Il secondo singolo, pubblicato poco prima dell’uscita di Fever Dream, è Wild Roses. Su questa scelta non posso far altro che manifestare un certo dissenso: il pezzo non lascia chiavi interpretative in alcun ramo di approfondimento. Qualcosa si cela come di consueto nelle pieghe del testo ma, a questo punto, per ripicca faccio orecchie da mercante e vado fieramente avanti. Potevano far leva su altro ma tant’è.
Giro di boa. Vento contrario.
Stuck In Gravity è completamente intrappolato nel suono onomatopeico della batteria elementare. Quel “tum – chà” che a volte invece di semplificare le cose le complica. Molte parole, poche suggestioni. Per fortuna un raptus espressivo riesce nell’ultimo minuto a saggiare il pubblico quanto in verità avrebbe potuto corrispondere in termini di coinvolgimento. Meglio tardi che mai.
Sleepwalker si traduce, forse troppo banalmente, in un interessante intreccio di voci. La sublimazione avviene nel ritornello, nonostante proprio nel refrain questa caratteristica vada scemando.
È il momento di Wars che a dispetto del titolo è una canzone quasi dance con toni più ‘allegri’ (ma prendiamola con le molle).
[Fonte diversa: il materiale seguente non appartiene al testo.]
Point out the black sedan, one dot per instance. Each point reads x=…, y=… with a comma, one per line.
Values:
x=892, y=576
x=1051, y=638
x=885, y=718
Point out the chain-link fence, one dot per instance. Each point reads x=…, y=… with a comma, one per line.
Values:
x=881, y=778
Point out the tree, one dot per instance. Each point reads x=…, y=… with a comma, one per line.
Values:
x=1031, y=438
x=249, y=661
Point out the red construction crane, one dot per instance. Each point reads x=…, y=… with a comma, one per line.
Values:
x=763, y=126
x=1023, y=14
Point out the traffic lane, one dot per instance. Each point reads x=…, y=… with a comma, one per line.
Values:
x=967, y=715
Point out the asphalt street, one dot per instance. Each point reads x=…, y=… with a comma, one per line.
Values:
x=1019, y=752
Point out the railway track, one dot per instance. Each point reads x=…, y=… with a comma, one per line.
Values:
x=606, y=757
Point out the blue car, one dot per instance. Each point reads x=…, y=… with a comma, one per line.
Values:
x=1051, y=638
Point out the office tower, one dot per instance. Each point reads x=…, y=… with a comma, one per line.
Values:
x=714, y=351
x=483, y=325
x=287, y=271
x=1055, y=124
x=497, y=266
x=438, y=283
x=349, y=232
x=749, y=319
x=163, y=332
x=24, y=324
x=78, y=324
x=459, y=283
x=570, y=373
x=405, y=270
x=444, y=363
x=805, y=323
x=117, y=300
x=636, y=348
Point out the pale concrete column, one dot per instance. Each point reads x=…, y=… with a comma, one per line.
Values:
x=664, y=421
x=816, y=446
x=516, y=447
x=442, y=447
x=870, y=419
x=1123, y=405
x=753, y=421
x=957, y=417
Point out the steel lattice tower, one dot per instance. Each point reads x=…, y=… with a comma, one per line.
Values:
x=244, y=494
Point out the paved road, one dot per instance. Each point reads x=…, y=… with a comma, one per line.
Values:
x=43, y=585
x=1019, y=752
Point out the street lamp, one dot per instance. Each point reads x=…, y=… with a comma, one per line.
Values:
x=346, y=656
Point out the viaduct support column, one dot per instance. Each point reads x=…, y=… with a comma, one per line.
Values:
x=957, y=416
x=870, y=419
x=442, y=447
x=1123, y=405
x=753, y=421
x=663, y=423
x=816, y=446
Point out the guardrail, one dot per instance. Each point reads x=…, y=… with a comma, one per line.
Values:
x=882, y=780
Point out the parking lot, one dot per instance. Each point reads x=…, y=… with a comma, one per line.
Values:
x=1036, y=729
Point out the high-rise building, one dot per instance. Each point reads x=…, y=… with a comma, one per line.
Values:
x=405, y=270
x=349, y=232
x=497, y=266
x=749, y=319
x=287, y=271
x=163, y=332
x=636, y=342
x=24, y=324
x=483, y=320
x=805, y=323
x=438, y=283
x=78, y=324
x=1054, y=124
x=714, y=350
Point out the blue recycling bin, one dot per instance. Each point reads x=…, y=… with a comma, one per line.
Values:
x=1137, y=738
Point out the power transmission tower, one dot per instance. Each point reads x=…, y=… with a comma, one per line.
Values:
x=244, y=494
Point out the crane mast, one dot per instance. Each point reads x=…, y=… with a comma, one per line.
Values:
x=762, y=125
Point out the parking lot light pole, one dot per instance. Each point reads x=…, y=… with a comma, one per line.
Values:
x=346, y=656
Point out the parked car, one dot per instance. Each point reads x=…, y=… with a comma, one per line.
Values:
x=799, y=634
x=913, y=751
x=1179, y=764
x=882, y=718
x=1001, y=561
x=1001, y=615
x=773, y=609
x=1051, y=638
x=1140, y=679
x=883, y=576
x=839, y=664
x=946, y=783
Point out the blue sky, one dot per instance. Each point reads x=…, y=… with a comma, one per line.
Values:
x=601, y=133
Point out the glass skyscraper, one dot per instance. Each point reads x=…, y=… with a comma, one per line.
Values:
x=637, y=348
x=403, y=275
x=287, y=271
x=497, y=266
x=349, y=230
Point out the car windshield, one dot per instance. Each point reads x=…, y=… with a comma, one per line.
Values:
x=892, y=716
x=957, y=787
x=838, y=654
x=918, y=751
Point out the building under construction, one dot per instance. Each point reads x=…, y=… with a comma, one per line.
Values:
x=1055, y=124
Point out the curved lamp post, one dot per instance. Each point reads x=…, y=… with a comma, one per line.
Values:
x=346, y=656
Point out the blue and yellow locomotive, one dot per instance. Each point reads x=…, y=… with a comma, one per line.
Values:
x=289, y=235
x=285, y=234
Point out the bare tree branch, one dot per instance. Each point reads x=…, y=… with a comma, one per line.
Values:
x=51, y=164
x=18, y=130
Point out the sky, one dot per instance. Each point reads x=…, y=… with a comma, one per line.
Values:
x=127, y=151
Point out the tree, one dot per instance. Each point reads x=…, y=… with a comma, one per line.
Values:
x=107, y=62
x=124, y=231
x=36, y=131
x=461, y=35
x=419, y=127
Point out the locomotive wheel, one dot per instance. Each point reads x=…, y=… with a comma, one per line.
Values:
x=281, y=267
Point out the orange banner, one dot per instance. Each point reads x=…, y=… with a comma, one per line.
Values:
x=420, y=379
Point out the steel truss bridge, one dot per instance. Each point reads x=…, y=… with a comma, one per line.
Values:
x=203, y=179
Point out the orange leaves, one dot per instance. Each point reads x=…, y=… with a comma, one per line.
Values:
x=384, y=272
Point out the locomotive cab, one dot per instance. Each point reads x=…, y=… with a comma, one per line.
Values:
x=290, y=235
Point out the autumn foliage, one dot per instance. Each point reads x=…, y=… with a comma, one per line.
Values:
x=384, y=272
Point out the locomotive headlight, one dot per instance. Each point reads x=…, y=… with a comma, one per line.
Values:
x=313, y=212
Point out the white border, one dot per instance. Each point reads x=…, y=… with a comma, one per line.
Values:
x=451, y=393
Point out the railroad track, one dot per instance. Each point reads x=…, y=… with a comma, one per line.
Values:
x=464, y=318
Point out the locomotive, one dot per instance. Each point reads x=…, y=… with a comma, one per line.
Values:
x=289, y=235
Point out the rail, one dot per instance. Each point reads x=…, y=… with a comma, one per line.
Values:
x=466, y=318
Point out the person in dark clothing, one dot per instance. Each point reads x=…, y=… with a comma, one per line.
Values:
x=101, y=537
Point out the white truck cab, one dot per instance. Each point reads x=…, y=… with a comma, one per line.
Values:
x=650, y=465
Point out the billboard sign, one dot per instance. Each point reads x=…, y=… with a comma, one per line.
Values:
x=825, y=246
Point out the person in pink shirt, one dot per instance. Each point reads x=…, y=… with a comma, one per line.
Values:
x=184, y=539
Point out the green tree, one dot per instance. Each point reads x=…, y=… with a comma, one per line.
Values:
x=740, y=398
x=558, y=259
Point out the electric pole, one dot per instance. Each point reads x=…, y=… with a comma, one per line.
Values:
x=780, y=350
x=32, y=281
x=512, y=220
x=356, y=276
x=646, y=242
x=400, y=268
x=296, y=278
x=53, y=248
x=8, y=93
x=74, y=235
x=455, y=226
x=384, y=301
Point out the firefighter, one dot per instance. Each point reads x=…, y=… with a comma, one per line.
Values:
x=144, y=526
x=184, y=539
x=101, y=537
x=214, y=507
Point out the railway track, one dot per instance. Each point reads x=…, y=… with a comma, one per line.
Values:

D’altronde il terzo disco dei Of Monsters And Men ha una componente non trascurabile di ossimori musico-culturali. Però non è colpa di nessuno, sia chiaro. Non sono riuscito a formulare pareri che abbiano una testa ed una coda perché da quando è partita non ho fatto altro che pensare a quale commercial fosse correlata. Non ne sono sicuro, magari è solo una sensazione, o meglio, una suggestione. Per fortuna almeno torna a farsi sentire il basso, dato quasi per disperso nella prima mezz’ora di riproduzione.
Penultima tappa con Under A Dome. Riesco a dire solo due parole: “onirica” e “campionamenti”. Se voi ne avete di altre, mettetele assieme e fatemele leggere.
Fever Dream si congeda con carattere e sorrido al fatto che molto dipenda dalle sonorità anni ottanta a cui si ispira.
Ho capito una cosa…
Tutto ciò che oggi è etichettato come ‘indie’ è invece il pop più mainstream che esista. Lo sottolineo ancora una volta, ‘pop’ non è offensivo è descrittivo. L’indie è morto chissà quando, ci è rimasta solo la fuorviante dicitura e non c’è nulla di male.
Un buon disco l’ultimo dei Of Monsters And Men, sa coniugare maturità artistica e sonorità ormai tipiche della band. Ti rendi conto che sono loro ma al contempo ti districhi nei vicoli di alcune sfumature non proprio attese.
Comunque la canzone a cui facevo riferimento ad inizio articolo è Litte Talks. A buon rendere.